The contrast between these two Brazils, coexisting and antagonistic, is identifiable. Here’s an example — even in a simple visit to the great bookstores of São Paulo and Rio.
On the shelves can be found the best that humanity has created since antiquity in the fields of thought, art and science. Leading publishers also launch on the market, translated, innovative, recent works, whether essays or novels published in Europe, in the USA, in different countries defined as emerging.
I consider it indispensable to make a special reference to the São Paolo publishers, Boitempo, directed by Ivana Jinkings, which launched in Brazil, along with the principle Marxist classics, contemporary authors like the Hungarian Istvan Meszaros and the Briton David Harvey.
But, in a country where a wave of counterculture exported by the USA weighs decisively on the mentality and tastes of the middle class, the bestselling books are other than those mentioned above.
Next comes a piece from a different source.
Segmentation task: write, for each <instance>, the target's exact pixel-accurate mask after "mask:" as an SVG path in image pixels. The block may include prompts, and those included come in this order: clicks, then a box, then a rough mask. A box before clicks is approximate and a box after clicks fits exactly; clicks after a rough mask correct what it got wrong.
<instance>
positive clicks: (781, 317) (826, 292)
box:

They are the garbage printed on issues of the type of how to get rich, how to change your profession or personality, how to win friends, and about occultism, astral issues, exotic religions and other inanities make up the bestsellers.
Hope
My four days in Minas Gerais, revisiting Ouro Preto, Mariana and Congonhas do Campo, gave me a strange journey through history and through my life, remembering someone who lived in my body.
It was more than 40 years ago. Then, I walked the hills and valleys where the explorer Fernão Dias Pais found the gold, which, passing through Portugal, contributed to financing the English industrial revolution.
I accompanied on this visit two friends who are historians: the Frenchman Albert Soboul and the Portuguese Barradas de Carvalho.
Many of the eighteenth century mansions of Ouro Preto threatened at that time to crumble. They were recovered and the city is now a tourist zone where people pour in from around the world.
Aleijadinho, the architect and sculptor who gave international dimension to the baroque period, had no recognition of his genius during his lifetime. He died poor and almost ignored by his contemporaries.
Meditating on the dead time in their churches, or caressing the dark stone of the Prophets of Congonhas, walking though the Conspiracy Museum rooms, I went through this winter of life on the invisible bridge linking Brazil in its formation that ambled through the independence of Brazil to the giant today, an unimaginable country and people.
Where is this unique land headed, one which has not been fully completed as a nation?
I dare not make predictions.
In Brazil, offensive inequalities of the human condition persist. A repulsive ruling class concentrates political power in its hands, while sharing economic exploitation with imperialism.
Although the present situation is grim and the immediate future foggy, I concede that Brazil is geared to play a significant role in tomorrow’s humanity.
I repeat: I love the Brazilian people deeply. The violence, which now spreads like plague in major cities, will end when the social causes that generate it are eliminated in a distant socialist society. The Brazilian warmth, tenderness and joy — these will remain.
I do not find in the chaotic Brazilian mishmash a prologue to future disasters. On the contrary.
When I imagine the distant future, the people of Brazil appear to me to anticipate the mixed-root humanity that will slowly arise from today’s world.